A great way to think about conceptual variation is to ask children when something **doesn’t** fit into a specific set of criteria – knowing not only the properties of a maths topic but being able to explain why particular objects don’t belong in that topic too is a feature of maths mastery.

Conceptual variation means the opportunity to work on different representations of the same mathematical idea. This might be, for instance, looking at multiple representations of a number with Diennes equipment, place value counters, Gattegno grids, place value grids, arrow cards etc.
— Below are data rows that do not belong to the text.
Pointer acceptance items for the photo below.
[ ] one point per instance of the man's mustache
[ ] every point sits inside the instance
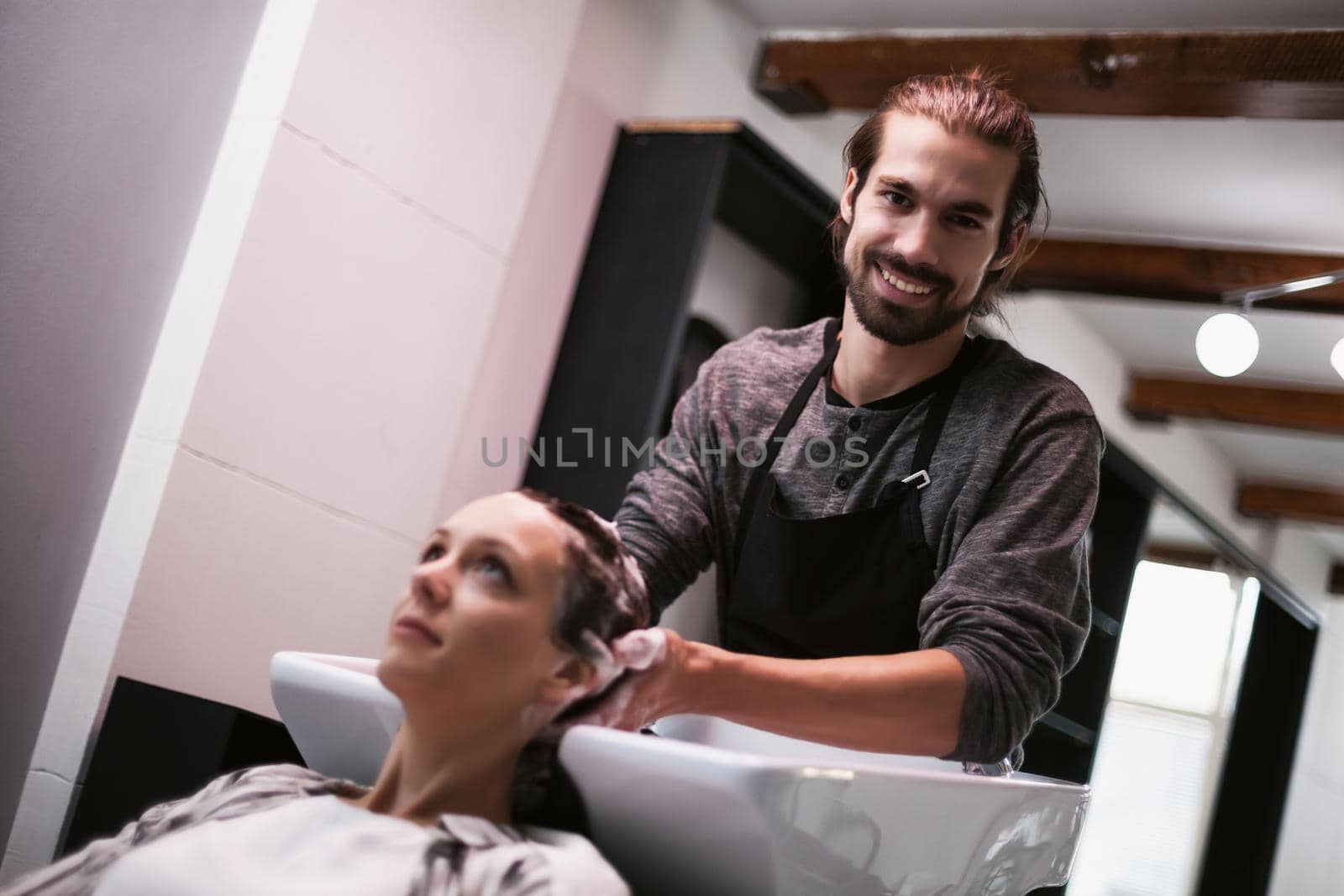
(898, 265)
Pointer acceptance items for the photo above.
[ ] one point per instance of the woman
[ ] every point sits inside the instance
(507, 621)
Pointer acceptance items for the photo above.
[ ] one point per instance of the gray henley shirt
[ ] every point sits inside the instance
(1012, 490)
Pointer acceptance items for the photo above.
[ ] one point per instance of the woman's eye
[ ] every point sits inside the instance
(495, 569)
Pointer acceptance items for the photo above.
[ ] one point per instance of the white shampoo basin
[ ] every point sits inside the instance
(712, 808)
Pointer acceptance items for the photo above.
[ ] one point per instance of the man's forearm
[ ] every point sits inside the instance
(906, 703)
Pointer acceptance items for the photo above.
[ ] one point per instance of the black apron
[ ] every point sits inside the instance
(835, 586)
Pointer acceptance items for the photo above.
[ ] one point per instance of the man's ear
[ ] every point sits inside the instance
(1015, 241)
(570, 679)
(847, 196)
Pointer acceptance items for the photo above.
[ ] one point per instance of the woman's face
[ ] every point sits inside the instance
(472, 633)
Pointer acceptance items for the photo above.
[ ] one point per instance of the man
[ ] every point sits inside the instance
(906, 573)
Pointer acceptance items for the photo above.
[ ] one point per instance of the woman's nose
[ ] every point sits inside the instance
(434, 582)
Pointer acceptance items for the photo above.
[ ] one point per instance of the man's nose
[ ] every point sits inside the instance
(917, 241)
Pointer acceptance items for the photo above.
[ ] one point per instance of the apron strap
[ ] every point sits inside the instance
(938, 409)
(781, 429)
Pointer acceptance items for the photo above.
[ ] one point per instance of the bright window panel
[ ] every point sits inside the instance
(1173, 645)
(1142, 829)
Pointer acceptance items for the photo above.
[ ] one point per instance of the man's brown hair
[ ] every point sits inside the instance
(963, 103)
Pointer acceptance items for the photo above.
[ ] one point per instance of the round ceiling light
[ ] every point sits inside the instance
(1226, 344)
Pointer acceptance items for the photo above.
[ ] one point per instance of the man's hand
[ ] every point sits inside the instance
(647, 694)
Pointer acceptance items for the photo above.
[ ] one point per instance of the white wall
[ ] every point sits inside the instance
(1310, 846)
(109, 123)
(319, 439)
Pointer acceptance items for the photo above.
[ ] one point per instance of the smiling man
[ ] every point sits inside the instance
(897, 508)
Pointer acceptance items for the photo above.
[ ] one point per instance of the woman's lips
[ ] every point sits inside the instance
(414, 627)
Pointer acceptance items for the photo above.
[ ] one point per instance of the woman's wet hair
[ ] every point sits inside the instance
(602, 593)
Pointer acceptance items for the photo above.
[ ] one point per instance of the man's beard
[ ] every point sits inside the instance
(898, 324)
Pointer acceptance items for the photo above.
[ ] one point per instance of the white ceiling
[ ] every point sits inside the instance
(1272, 186)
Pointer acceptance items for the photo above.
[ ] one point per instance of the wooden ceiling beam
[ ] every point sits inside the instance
(1183, 555)
(1178, 273)
(1301, 503)
(1159, 399)
(1265, 74)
These numerous representations demonstrate to pupils the different conceptual ideas that underpin a mathematical concept.

So, in the context of place value, some will reveal the quantity or value of a digit, some will show the importance of the position of a digit, others will support the order of the number and some will reveal the additive or multiplicative nature of place value.

The use of conceptual variation can be applied to all areas of the mathematical curriculum.

One website I’ve found to aid in this aspect of conceptual variation is nonexamples.com.

The site has a range of mathematical topics to choose from and will display a variety of appropriate images of both examples and non-examples relating to it. There are two modes currently: question and compare.

I feel the initial question mode would be useful for opening lessons, possibly mid-way through a unit of work. They would also be a wonderful resource to develop and assess children’s reasoning skills.

Compare mode, however, is something I would use to introduce a new concept – perhaps even just displaying examples and non-examples side by side as above and asking children what they notice.